4 peitos de frango do campo + 1 cebola (média) + 2 dentes de alho + 1 tomate (maduro e médio) + metade de uma malagueta vermelha + 1 colher (de sopa) de molho inglês + sumo de meio limão + 1 maçã (variedade Pink Lady) + 400 ml de leite de côco + 1 copo de vinho branco + 3 colheres (de sopa) de caril + 1 colher (de sopa) de côco ralado + 1 colher (de sopa) de Maizena Express + sal, azeite, coentros e pimenta preta q.b.

Primeiro, corta-se os peitos de frango em pedaços. Coloca-se no tacho onde vão ser cozinhados e acrescenta-se isto: sal, a colher de molho inglês, os alhos e a cebola (picados), a malagueta (picada), o tomate (sem a casca e cortado em pedaços), o sumo de limão, coentros (picados) e um fio de azeite. Envolve-se muito bem (costumo fazer isto com as mãos) e deixa-se estar um bocadinho (não é preciso mais de 10 minutos), para tomar o tempero.

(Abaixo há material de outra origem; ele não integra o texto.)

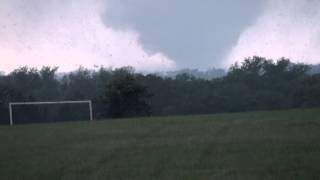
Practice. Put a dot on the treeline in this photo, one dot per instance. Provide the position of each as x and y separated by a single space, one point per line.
255 84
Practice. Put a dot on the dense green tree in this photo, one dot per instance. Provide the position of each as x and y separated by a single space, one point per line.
126 96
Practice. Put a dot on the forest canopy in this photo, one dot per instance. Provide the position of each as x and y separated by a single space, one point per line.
255 84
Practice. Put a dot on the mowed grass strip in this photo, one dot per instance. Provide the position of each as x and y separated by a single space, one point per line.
255 145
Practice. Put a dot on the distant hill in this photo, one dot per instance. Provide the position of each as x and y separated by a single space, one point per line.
205 74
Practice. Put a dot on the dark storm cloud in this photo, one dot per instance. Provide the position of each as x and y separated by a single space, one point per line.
193 33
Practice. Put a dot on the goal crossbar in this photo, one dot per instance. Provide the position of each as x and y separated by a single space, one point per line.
48 103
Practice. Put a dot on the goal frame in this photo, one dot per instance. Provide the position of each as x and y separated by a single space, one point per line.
11 104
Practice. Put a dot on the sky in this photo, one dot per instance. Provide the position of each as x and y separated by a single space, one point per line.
157 35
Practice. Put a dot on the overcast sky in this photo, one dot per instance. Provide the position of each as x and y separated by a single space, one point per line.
155 35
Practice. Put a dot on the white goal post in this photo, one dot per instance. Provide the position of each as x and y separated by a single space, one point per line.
11 104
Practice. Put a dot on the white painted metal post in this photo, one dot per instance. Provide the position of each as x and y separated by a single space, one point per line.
10 114
90 109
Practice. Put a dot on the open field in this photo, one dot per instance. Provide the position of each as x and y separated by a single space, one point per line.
256 145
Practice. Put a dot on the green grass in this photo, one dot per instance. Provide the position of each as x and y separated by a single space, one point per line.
255 145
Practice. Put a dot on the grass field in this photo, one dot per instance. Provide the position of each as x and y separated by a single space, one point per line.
255 145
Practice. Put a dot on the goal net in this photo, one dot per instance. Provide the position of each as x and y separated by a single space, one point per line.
23 112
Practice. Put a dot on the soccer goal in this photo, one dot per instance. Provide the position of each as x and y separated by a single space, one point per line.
12 104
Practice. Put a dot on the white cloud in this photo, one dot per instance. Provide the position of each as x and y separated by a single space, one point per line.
286 28
68 34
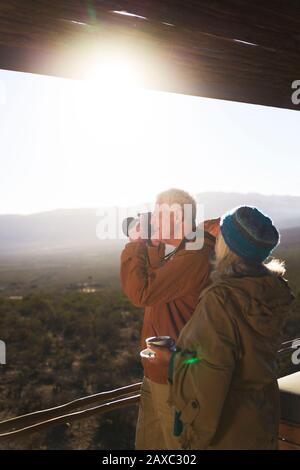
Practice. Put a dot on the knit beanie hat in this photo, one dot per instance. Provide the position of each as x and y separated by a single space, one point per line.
249 233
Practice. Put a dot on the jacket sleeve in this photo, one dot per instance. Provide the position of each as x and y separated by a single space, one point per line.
147 286
202 370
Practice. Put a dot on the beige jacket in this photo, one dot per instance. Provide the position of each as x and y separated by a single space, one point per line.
224 373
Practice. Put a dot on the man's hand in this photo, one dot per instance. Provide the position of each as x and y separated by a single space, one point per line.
212 226
162 355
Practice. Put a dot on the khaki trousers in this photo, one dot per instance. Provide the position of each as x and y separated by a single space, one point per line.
155 422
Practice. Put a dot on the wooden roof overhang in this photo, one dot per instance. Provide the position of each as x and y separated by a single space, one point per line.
247 51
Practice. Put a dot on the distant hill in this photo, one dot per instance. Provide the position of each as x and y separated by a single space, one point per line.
67 229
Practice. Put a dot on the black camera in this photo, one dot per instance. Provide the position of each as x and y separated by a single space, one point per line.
144 219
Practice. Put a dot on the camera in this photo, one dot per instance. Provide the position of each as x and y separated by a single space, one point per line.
144 219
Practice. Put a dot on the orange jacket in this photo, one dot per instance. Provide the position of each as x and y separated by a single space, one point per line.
169 290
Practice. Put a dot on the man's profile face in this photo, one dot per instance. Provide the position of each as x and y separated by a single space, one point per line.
167 223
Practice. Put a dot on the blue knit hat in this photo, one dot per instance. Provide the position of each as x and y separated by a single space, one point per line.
249 233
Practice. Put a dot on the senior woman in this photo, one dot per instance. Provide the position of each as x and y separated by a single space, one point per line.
222 377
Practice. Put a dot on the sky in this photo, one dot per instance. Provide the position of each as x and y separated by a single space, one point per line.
67 143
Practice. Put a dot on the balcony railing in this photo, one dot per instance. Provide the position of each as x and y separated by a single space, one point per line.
103 402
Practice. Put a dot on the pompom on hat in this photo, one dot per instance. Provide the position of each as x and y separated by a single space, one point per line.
249 233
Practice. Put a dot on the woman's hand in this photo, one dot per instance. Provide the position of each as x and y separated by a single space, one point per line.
162 355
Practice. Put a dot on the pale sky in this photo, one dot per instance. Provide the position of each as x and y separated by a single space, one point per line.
68 143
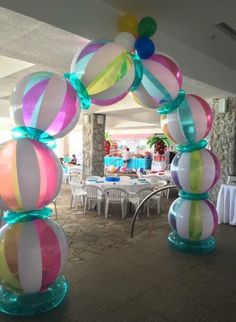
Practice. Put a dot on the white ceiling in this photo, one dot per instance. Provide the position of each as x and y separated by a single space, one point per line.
192 22
50 48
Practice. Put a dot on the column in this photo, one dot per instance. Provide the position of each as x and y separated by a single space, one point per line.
93 144
222 140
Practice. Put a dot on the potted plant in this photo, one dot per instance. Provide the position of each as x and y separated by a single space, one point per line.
160 142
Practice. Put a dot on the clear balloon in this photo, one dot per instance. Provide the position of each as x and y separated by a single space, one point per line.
161 82
32 255
106 70
147 27
123 169
45 101
195 172
190 122
112 169
145 47
31 173
193 220
125 40
128 23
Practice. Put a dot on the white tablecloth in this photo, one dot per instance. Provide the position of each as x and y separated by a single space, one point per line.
132 185
226 204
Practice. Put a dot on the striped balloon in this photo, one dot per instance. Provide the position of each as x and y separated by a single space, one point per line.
106 70
195 172
161 82
32 255
45 101
30 175
193 220
190 122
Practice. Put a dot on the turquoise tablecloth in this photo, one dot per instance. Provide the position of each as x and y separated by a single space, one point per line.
133 163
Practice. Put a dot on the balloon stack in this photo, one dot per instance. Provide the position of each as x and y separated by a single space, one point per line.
45 106
195 170
33 248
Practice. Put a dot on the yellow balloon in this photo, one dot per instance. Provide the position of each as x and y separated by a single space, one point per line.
128 23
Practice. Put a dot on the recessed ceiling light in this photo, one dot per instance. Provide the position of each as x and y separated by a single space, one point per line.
10 66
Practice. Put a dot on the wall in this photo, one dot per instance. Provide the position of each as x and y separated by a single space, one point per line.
222 141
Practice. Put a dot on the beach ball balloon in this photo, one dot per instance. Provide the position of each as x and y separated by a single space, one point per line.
128 23
190 122
31 174
195 172
193 220
106 71
125 40
45 101
112 169
32 255
123 169
161 82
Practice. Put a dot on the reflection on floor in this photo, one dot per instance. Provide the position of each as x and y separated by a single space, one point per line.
116 279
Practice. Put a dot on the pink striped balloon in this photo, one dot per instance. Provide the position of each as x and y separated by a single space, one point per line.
30 175
32 255
161 82
193 220
45 101
190 122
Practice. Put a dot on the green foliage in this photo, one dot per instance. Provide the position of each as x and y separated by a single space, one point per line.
156 138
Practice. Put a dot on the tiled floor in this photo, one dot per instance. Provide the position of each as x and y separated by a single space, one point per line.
114 278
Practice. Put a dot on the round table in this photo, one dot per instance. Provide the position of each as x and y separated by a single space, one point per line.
132 185
226 204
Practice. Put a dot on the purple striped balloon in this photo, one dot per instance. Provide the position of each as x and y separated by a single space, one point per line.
46 101
193 220
161 82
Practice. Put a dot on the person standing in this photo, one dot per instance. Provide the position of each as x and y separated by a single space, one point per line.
126 156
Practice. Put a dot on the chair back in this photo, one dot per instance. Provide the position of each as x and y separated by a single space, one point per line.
143 193
124 178
93 192
76 188
231 179
94 178
115 194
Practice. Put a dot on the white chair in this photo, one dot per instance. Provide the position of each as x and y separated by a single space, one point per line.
116 196
124 178
137 198
94 178
93 194
157 197
77 192
75 175
231 180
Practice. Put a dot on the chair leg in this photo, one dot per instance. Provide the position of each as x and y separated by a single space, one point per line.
148 213
55 206
85 204
106 208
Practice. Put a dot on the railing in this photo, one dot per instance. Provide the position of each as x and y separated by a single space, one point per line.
143 202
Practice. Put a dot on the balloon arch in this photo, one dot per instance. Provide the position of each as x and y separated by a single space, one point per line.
45 106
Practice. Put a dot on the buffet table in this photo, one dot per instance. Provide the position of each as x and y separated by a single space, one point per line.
133 163
226 204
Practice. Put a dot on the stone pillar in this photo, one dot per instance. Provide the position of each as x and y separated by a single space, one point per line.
93 144
222 141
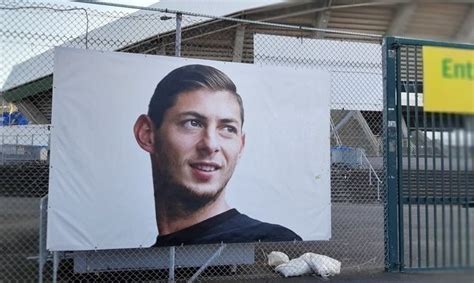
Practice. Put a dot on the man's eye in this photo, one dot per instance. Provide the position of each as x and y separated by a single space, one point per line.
231 129
190 124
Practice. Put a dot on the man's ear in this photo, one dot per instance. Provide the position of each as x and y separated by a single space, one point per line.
242 146
144 131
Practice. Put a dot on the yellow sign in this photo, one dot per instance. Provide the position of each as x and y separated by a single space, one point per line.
448 80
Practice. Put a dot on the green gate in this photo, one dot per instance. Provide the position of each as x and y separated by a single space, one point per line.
429 159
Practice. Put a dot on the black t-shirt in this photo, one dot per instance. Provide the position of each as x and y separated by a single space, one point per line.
228 227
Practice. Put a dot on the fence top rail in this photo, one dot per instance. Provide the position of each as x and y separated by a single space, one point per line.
237 20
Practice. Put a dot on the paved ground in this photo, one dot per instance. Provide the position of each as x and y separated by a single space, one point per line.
357 241
381 276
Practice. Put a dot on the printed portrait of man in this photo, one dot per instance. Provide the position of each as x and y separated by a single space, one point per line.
194 134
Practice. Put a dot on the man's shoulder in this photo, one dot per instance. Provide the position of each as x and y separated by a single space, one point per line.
257 230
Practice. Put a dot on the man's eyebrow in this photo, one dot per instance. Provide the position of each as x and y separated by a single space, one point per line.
193 114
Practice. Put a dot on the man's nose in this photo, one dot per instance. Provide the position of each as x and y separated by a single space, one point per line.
209 142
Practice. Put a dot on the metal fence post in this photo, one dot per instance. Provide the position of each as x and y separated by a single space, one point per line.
389 52
179 18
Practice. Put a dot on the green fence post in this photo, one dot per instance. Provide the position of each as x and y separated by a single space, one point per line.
389 52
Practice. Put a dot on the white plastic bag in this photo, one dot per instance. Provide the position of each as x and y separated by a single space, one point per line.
294 267
277 258
321 264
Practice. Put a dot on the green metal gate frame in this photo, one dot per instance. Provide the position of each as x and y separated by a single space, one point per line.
395 259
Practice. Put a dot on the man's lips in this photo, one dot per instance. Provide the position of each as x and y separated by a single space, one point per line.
204 171
205 166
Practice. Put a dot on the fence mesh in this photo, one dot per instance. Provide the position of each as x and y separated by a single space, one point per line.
31 30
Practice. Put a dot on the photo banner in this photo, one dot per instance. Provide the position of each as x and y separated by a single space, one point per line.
101 189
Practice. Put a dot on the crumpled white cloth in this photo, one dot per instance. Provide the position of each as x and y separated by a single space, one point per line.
294 267
309 262
277 258
322 265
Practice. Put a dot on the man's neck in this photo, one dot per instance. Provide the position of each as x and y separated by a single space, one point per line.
169 221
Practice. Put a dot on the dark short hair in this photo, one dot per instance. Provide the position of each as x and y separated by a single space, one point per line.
185 79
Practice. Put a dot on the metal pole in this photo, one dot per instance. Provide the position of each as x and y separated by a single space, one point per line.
55 266
179 18
390 153
172 265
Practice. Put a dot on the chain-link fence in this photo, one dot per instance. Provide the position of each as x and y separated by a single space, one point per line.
30 31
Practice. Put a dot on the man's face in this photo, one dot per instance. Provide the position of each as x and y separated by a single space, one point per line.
199 142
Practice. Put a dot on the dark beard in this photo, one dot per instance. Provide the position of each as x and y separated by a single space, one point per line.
181 201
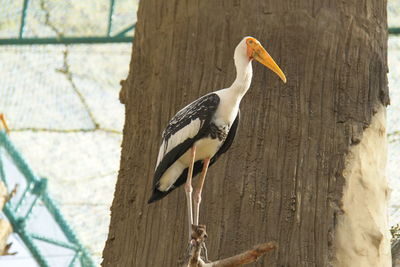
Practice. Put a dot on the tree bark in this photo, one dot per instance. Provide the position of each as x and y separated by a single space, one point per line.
283 178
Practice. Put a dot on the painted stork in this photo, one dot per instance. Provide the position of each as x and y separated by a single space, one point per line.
203 130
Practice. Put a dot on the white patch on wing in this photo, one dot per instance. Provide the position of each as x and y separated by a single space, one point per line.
189 131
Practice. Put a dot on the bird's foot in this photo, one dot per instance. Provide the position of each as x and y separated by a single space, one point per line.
204 252
197 247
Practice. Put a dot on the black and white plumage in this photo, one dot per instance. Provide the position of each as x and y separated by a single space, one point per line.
188 126
209 124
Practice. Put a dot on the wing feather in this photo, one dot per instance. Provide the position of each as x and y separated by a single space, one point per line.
185 128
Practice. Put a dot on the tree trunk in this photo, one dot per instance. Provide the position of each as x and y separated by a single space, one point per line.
283 178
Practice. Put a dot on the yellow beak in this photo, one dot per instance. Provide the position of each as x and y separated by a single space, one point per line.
262 56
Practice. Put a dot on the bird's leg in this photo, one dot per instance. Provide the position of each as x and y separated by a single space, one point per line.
197 193
3 120
189 189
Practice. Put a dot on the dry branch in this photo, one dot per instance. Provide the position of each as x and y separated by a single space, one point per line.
5 226
198 237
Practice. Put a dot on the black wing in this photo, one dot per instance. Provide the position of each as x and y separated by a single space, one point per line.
176 143
198 165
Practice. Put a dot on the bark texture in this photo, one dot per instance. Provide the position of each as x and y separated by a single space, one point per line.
282 179
362 236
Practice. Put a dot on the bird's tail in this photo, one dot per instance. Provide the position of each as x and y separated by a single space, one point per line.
157 195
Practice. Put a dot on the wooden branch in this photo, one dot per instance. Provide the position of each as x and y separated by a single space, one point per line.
396 253
5 226
198 237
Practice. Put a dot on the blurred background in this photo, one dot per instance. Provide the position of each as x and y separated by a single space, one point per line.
61 63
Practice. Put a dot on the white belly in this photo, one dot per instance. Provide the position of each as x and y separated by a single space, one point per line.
205 148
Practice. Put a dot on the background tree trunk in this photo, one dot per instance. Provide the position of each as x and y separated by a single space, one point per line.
283 177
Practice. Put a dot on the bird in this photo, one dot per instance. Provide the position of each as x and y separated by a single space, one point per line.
204 130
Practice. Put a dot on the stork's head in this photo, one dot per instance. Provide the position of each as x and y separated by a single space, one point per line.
250 48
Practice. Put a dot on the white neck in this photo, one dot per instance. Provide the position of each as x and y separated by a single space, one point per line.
244 73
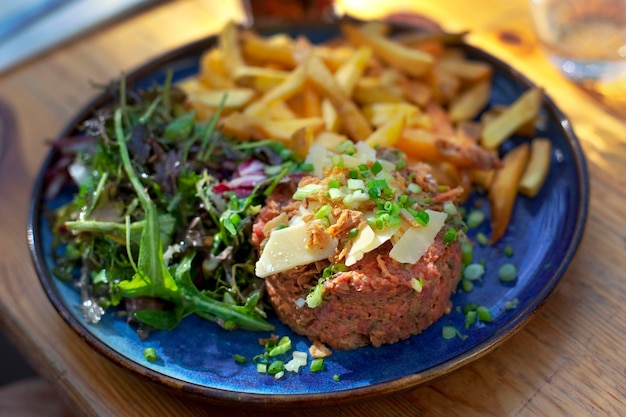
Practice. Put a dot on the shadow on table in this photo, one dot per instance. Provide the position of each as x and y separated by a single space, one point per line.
14 367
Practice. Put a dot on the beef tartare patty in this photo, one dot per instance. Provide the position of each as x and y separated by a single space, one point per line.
347 294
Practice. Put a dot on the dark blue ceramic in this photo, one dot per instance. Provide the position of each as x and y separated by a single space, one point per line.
197 357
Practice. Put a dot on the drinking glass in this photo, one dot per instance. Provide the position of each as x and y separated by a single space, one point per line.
585 39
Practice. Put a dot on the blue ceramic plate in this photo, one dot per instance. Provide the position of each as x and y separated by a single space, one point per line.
197 357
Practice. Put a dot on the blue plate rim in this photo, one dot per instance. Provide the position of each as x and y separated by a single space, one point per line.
226 397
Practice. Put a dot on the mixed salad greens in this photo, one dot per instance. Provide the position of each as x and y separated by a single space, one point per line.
151 177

Decorrido este tempo, leva-se ao lume durante cerca de 20 minutos, mexendo ocasionalmente. Entretanto, dissolve-se o caril no copo de vinho branco e mistura-se com o leite de côco. Junta-se estas duas coisas ao frango refogado e envolve-se com cuidado. Tempera-se de sal e de pimenta e deixa-se apurar durante 5 minutos. A seguir, junta-se a maçã ralada (este é um detalhe que faz toda a diferença, porque ao ralar, conserva-se bem o suco da fruta) e envolve-se. Mais coentros, pimenta preta e sal, se necessário e a colher de Maizena, para ficar bem cremoso.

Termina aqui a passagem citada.